15.4 Participant agrees that any advice provided by the Alliance or its Representatives are given to the best of their knowledge, and shall not subject the Alliance and/or its Representatives to any liability.

15.5 The Agreement constitutes the entire agreement between the Parties and supersedes and replaces all previous agreements, understandings, discussions, correspondence and negotiations between them, whether oral or in writing, relating to the Participation and the Product Solutions. The Participant acknowledges that it has not relied on any statement, promise, representation, assurance or warranty made or given by or on behalf of the Alliance or any of its Representatives which is not set out in the Agreement.

15.6 Participant shall not assign, transfer, delegate, sub-license or sub-contract any of its rights, benefits or obligations under the Agreement without the prior written consent of the Alliance. The Alliance may assign, transfer, delegate, sub-license or sub-contract its rights, benefits and/or obligations under the Agreement to another member of the Yara Group or any other person or entity. Any purported assignment, transfer, delegation, sub-license or sub-contract in violation of this Section 15.6 shall be null and void. For purposes of the foregoing, and without limiting its generality (i) any merger, consolidation, or reorganization involving Participant (regardless of whether Participant is a surviving or disappearing entity) and (ii) any change of control of Participant shall be deemed to be an assignment and transfer of Participant’s rights, benefits or obligations under the Agreement for which Alliance’s prior written consent is required. Subject to the foregoing, the Agreement is binding on and inures to the benefit of the Parties and their respective permitted successors and permitted assigns.

15.7 If any term or provision of the Agreement is found by a court of competent jurisdiction to be invalid, illegal, or unenforceable, such invalidity, illegality, or unenforceability shall not affect any other term or provision of the Agreement or invalidate or render unenforceable such term or provision in any other jurisdiction. Upon a determination that any term or provision is invalid, illegal, or unenforceable, the Parties shall negotiate in good faith to modify the Agreement such that, as amended, the Agreement is legal, valid and enforceable, and, to the greatest extent possible, achieves the Parties' original commercial intention.

15.8 No failure or delay by a Party to exercise any right or remedy provided under the Agreement or by applicable Law shall constitute a waiver of that or any other right or remedy, nor shall it preclude or restrict the further exercise of that or any other right or remedy.

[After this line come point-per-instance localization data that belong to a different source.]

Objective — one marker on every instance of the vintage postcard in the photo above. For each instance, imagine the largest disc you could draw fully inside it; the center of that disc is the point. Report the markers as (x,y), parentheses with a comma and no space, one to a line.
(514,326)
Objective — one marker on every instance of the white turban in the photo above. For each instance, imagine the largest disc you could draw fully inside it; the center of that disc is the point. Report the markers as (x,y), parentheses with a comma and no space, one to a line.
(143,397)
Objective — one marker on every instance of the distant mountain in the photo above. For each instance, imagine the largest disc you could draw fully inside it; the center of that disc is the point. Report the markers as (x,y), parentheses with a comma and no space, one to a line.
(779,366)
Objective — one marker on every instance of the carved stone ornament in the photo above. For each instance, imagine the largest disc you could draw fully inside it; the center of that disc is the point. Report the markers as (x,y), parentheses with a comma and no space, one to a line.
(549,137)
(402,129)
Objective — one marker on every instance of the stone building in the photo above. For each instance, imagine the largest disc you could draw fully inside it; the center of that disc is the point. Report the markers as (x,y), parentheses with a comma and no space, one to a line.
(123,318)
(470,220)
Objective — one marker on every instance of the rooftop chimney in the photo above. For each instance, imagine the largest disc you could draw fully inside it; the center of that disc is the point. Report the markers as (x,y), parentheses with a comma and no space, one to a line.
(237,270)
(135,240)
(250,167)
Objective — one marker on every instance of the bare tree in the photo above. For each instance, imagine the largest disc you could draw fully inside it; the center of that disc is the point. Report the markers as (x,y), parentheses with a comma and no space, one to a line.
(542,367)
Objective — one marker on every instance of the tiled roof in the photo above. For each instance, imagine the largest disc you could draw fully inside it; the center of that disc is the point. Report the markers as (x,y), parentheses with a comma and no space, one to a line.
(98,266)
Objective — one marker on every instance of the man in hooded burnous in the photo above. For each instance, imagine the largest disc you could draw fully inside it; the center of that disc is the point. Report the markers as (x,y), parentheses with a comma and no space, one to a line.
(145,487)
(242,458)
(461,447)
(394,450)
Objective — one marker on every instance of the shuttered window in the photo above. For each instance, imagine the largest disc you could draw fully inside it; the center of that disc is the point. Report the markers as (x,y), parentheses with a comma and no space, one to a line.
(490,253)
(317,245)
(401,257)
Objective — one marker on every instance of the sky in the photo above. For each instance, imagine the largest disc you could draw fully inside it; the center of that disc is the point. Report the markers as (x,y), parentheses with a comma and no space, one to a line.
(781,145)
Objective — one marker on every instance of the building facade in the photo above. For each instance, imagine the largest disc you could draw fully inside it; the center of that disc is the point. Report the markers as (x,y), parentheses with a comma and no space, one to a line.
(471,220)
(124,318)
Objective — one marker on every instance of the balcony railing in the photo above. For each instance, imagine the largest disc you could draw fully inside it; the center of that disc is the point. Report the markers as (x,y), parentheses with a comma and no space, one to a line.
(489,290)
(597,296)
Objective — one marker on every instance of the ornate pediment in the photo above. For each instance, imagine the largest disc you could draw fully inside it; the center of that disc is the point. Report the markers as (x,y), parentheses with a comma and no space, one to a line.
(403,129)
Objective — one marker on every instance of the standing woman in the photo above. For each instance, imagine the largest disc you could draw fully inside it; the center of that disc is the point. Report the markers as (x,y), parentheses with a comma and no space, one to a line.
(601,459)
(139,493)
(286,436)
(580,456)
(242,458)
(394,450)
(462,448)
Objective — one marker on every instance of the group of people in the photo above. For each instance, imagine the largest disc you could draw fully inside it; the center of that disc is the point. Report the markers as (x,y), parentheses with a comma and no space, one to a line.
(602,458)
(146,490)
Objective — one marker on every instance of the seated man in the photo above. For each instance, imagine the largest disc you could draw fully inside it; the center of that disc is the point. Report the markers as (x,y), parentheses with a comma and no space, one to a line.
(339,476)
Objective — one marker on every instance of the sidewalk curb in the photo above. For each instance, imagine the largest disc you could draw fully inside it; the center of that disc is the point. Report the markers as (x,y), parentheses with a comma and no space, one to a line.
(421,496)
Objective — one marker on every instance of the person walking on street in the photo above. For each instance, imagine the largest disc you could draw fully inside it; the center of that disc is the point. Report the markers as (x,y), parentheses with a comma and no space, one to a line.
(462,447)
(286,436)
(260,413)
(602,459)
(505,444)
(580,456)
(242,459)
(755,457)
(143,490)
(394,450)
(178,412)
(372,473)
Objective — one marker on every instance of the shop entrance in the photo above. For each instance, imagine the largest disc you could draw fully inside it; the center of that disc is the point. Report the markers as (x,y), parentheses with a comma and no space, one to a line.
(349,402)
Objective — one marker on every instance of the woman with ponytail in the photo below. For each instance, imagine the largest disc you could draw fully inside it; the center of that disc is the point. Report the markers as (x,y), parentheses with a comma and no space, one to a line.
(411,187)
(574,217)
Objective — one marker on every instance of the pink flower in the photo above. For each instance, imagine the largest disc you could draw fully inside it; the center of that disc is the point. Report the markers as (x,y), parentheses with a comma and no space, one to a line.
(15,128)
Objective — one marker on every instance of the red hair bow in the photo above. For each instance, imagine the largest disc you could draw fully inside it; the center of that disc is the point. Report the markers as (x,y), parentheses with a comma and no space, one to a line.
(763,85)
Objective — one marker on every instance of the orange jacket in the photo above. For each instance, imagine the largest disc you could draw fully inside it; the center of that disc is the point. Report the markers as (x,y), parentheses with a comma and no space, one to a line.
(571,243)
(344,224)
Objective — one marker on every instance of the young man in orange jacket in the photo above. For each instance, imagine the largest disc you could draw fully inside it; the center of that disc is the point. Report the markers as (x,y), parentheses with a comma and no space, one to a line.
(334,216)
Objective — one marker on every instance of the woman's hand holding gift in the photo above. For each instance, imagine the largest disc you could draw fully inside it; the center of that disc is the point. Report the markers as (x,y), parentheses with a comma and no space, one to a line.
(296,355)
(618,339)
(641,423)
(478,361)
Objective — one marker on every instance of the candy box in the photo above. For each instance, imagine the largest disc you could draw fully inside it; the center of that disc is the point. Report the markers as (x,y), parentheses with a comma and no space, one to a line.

No single or partial exercise of such right or remedy shall preclude or restrict the further exercise of that or any other right or remedy.

15.9 Nothing contained in or done pursuant to the Agreement shall be deemed or construed by the Parties, or by any third party, to create the relationship of principal and agent, partnership, joint venture or any association whatsoever between the Alliance and the Participant.

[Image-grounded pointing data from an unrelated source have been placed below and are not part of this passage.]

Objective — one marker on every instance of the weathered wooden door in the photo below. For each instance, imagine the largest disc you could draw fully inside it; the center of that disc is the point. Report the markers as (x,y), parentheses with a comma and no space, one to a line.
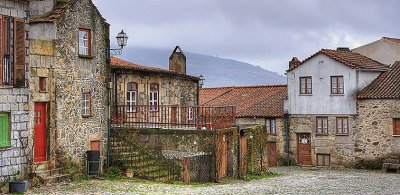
(222,155)
(272,158)
(304,148)
(243,156)
(40,132)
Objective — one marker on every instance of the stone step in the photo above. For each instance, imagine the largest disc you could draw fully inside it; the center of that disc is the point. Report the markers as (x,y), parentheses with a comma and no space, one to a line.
(55,179)
(47,173)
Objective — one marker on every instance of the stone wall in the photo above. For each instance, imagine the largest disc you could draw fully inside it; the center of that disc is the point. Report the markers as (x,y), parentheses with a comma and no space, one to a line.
(14,101)
(374,139)
(173,90)
(340,147)
(69,75)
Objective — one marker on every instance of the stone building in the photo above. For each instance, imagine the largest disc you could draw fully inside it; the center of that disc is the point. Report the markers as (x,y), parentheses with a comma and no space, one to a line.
(378,134)
(385,50)
(69,45)
(322,105)
(14,93)
(255,105)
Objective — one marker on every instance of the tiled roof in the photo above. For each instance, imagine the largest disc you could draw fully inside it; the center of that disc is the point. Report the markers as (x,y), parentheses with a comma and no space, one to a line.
(392,39)
(386,86)
(348,58)
(117,63)
(250,101)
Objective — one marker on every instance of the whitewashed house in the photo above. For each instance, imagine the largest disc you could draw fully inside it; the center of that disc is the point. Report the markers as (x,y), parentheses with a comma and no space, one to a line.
(321,105)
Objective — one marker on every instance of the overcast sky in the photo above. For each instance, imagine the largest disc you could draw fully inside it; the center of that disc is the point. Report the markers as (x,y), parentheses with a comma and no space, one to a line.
(262,32)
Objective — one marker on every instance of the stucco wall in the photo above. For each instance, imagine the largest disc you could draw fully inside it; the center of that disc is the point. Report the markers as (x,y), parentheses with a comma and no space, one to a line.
(321,101)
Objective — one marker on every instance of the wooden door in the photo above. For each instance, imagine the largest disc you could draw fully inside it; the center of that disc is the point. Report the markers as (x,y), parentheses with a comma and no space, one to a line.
(304,148)
(40,132)
(222,155)
(243,156)
(272,158)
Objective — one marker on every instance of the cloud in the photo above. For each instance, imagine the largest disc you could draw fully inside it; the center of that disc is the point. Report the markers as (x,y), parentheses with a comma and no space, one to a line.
(265,32)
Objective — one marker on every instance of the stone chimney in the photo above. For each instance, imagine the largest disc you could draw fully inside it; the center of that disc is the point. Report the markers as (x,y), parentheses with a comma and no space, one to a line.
(294,63)
(343,49)
(40,7)
(177,61)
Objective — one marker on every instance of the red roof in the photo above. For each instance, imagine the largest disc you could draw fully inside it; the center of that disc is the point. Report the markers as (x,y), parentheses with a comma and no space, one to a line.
(348,58)
(117,63)
(386,86)
(392,39)
(250,101)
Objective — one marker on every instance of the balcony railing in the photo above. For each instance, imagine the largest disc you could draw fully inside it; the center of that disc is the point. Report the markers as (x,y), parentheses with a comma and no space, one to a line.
(173,117)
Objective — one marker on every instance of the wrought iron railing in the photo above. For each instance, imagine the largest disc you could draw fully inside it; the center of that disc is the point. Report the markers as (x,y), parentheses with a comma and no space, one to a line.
(173,117)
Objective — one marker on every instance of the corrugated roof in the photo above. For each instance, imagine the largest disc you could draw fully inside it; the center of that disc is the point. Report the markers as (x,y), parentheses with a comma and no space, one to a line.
(348,58)
(386,86)
(250,101)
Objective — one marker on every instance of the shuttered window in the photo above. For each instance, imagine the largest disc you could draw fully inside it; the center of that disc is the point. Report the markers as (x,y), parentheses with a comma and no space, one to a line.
(4,130)
(396,126)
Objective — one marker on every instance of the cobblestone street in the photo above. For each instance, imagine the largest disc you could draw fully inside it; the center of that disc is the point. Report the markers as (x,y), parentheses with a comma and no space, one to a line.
(294,180)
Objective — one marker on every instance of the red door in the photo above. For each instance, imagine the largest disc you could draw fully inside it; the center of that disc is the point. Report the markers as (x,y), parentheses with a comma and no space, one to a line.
(272,158)
(40,132)
(304,148)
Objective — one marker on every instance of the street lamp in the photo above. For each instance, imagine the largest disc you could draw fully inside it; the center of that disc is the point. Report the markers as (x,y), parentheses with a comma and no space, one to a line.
(201,81)
(122,40)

15.10 Notices, claims, etc. which the Agreement requires to be presented in writing, shall be sent by letter, fax or e-mail to the other Party’s authorized Representatives in accordance with any applicable conditions set forth in the Agreement.

15.11 The Agreement is for the sole benefit of Participant and Alliance (and the other members of the Yara Group) and their respective successors and permitted assigns and nothing in the Agreement, express or implied, is intended to or shall confer upon any other person or entity any legal or equitable right, benefit, or remedy of any nature whatsoever under or by reason of the Agreement; provided that, for the avoidance of doubt, each member of the Yara Group is an intended third party beneficiary of the Agreement.

15.12 Any headings contained in the Agreement are for reference only and shall not affect the interpretation of the Agreement.

15.13 For purposes of the Agreement, (i) the words “include,” “includes,” and “including” are deemed to be followed by the words “without limitation;” and (ii) the word “or” is not exclusive. The Agreement shall be construed without regard to any presumption or rule requiring construction or interpretation against the Party drafting an instrument or causing any instrument to be drafted.